Commercial fishing group to call on courts to define moderate livlihood
An organization that represents commercial fishermen says it's steaming ahead with a lawsuit aiming to define the terms of a moderate livelihood fishery now that a Nova Scotia-based First Nation has dropped its own lawsuit against the federal government.
"It is critically important for all participants in the fishery to understand what the moderate livelihood right is and what its scope is and just as important to understand what it isn't," Colin Sproul, president of the United Fisheries Conservation Alliance, said in an interview.
"We really need that clarity for everyone."
Sproul was responding after his organization learned late Friday that lawyers for Sipekne'katik First Nation filed a notice of discontinuance in a lawsuit the band launched against the Attorney General of Canada in 2021. The Chronicle Herald first reported the development.
Sipekne'katik wanted the courts to rule that the federal Fisheries Act infringed on its right to fish for a moderate livelihood. That would include the group's ability to fish for lobster outside the commercial season and catch and hold lobster without a licence.
Sensing roadblocks?
Sipekne'katik Chief Michelle Glasgow, who had been scheduled to appear in court on Monday as part of discovery for that lawsuit, did not respond to requests for comment.
A summer fishery the First Nation started in St. Mary's Bay five years ago has been a flashpoint, with representatives from Sproul's organization and some other commercial groups expressing concern that a full-scale commercial operation has been happening outside of the regulated commercial season and that Fisheries and Oceans Canada has not done enough to prevent it.
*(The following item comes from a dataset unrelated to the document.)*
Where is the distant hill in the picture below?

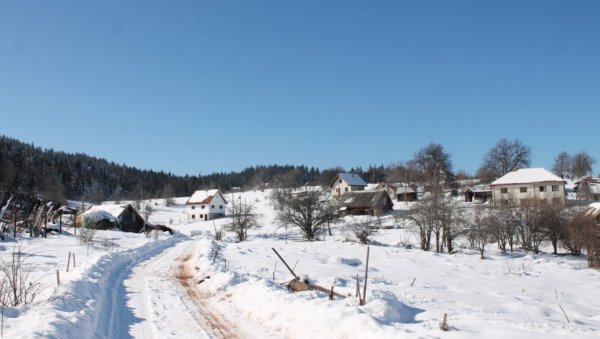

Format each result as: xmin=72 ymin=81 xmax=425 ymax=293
xmin=0 ymin=135 xmax=327 ymax=202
First Nations fishers have countered that fisheries officers have unlawfully seized traps and interfered with their treaty right to fish.
Concerns aside, some First Nations fishers have exercised their food, social and ceremonial rights in the area. Fish caught as part of the FSC fishery, which is not regulated by any kind of season, cannot be sold or traded and is a constitutionally recognized practice.
Michel Samson, a lawyer for the United Fisheries Conservation Alliance, said his interpretation of the notice of discontinuance is that officials with Sipekne'katik determined "there was no way that the courts were going to recognize what was being claimed."
Moderate livelihood never defined
With that lawsuit coming to an end, the alliance is now free to pursue its own. The group had intervener status in the matter between Sipekne'katik and the federal government, which had been previously delayed while the two parties worked toward a resolution outside the court process.
"The United Fisheries Conservation Alliance has gone from being in the back of the bus to now behind the driver's wheel in having the courts make a determination on what are the limits around a moderate livelihood fishery for First Nation communities in Nova Scotia," Samson said in an interview.
Calls for a definition of what constitutes a moderate livelihood date back to a 1999 Supreme Court of Canada ruling known as the Marshall decision, which said that First Nations have a treaty right to earn a moderate livelihood.
And while a subsequent clarification, known as Marshall II, said the government can regulate a resource in certain circumstances, it has been up to Ottawa, in consultation with First Nations, to establish what constitutes a moderate livelihood. That has not happened.